Nothing, can prepare you for how you are going to feel when that baby arrives. I honestly thought that other women had made a pact to hide the truth about what being a mum was really like. – I imagine that a lot of women didn’t feel like me but on hearing some feedback from the first two rehearsed readings, I don’t think I was alone.
When I started writing Sex Cells, I obviously knew it was a play about motherhood but some hidden aspects about how I felt about my mother and being a mother came out during the writing process. It also raised more questions for me than answers.
There are 4 women in the play and they all have very differing views about being a mum. Lily, who takes it for granted, Sylvie who is desperate for a child at any cost, Janice who has 5 kids and is desperate for some peace and Tiffany who knows for certain that she doesn’t want children but keeps getting pregnant. (I mustn’t leave out Mr. Causeway who’s relationship with his mother was truly dreadful.)

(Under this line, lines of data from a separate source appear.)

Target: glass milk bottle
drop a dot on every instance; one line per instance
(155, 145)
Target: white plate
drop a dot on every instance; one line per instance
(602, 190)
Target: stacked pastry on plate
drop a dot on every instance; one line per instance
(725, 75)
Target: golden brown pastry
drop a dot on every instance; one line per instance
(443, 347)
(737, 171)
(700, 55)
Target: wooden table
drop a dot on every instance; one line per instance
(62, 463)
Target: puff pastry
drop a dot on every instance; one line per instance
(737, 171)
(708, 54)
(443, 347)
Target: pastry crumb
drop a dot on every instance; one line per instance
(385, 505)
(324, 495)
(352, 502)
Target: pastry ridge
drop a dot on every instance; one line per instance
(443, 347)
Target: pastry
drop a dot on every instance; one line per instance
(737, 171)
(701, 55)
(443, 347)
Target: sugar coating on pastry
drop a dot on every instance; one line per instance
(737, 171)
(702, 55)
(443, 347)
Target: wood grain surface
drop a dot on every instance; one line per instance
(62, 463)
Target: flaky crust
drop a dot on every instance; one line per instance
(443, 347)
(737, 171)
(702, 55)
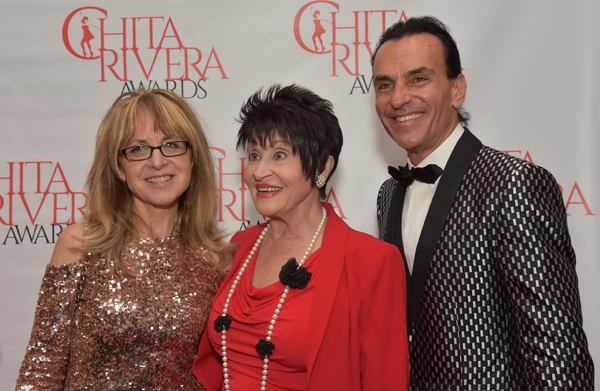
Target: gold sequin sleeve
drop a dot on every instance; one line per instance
(47, 355)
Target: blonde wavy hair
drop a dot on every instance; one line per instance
(110, 219)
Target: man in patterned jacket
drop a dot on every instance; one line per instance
(493, 301)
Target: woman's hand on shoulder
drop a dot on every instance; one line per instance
(68, 246)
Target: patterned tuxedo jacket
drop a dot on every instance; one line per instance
(493, 300)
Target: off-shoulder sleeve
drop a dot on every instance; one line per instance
(45, 363)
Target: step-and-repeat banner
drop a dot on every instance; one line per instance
(532, 69)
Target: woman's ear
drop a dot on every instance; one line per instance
(328, 166)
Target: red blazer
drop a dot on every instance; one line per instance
(357, 337)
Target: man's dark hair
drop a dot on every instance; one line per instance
(433, 26)
(301, 118)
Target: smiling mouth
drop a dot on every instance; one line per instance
(160, 179)
(408, 117)
(268, 189)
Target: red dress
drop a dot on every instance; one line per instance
(251, 310)
(351, 337)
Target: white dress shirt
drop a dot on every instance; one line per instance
(417, 199)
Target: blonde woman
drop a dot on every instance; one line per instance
(127, 292)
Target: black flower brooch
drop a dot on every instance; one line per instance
(294, 275)
(265, 348)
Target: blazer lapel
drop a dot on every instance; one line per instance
(393, 231)
(465, 150)
(333, 252)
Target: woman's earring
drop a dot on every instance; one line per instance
(320, 181)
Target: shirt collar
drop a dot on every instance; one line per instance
(442, 153)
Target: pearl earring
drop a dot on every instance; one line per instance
(320, 181)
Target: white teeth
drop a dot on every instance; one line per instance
(408, 117)
(160, 179)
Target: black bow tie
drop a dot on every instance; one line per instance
(406, 176)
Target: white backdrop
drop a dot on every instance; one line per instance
(533, 90)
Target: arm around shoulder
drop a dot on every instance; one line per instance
(68, 246)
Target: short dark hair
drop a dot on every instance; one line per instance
(301, 118)
(433, 26)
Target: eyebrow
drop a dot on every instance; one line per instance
(410, 72)
(419, 70)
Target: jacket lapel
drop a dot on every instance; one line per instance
(465, 150)
(393, 231)
(333, 253)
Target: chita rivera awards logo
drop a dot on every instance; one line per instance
(146, 50)
(36, 202)
(346, 38)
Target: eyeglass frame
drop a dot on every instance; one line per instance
(159, 147)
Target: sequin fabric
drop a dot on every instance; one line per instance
(113, 331)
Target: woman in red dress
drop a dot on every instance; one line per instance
(309, 304)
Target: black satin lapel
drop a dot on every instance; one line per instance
(465, 150)
(393, 231)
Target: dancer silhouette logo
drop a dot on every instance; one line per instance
(322, 28)
(137, 47)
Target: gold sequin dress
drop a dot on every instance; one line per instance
(114, 331)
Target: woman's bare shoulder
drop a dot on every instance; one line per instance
(68, 246)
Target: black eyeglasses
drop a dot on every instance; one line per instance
(144, 152)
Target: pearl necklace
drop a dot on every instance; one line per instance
(286, 291)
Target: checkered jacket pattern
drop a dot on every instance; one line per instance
(493, 301)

Some trait in each woman relates to how I felt about bringing up my daughter. Lily’s attitude was in some ways the opposite of what I felt but got me thinking about how my mother’s generation seemed to have a less questioning attitude to being a mum (a massive generalisation of course) but I’m harking back to the ‘children should be seen and not heard’ days. I interviewed friends of mine who were on completely differing paths re mummydom (I didn’t find one that had 5 but quite a few who didn’t have or want any). And it struck me that if we were in our right minds or just not biologically broody then we would never have kids, I mean, you love them so much that you’d rather die than see them suffer, so who wants to put themselves through that – I mean logically. And now that we have the choice about whether to have them or not, in our Western society at least, it does seem that a lot of women are choosing not to have them. In the play it’s Janice who say’s ‘the weight of responsibility is overwhelming’ and that’s what I felt. I knew as soon as I gave birth that I had an overwhelming power over this child and that I would have to be mindful of how I used that power. By that I mean, I was aware that one wrong word can stick for a lifetime, and that is huge. I also really contemplated the fact that some women really do fall pregnant at the drop of a hat but know they don’t want them and other women try for years with IVF etc and are desperate, that is a gaping chasm on the fairness front. Putting two such women in a claustrophobic room together was bound to make sparks fly. Add the other two to the mix and you make a fire.
The first person that I ‘let’ read the first draft of Sex Cells was my daughter Saskia. Without her encouragement, I wouldn’t have had the courage to see it through to this point. So I’d like to thank her for helping me to develop as a writer and for being in my life. And without her this would have been a very different play.
I think everyone should have someone in their life who propels them to do better than they thought they were capable of and I feel fortunate that I have such a person in my husband Mark.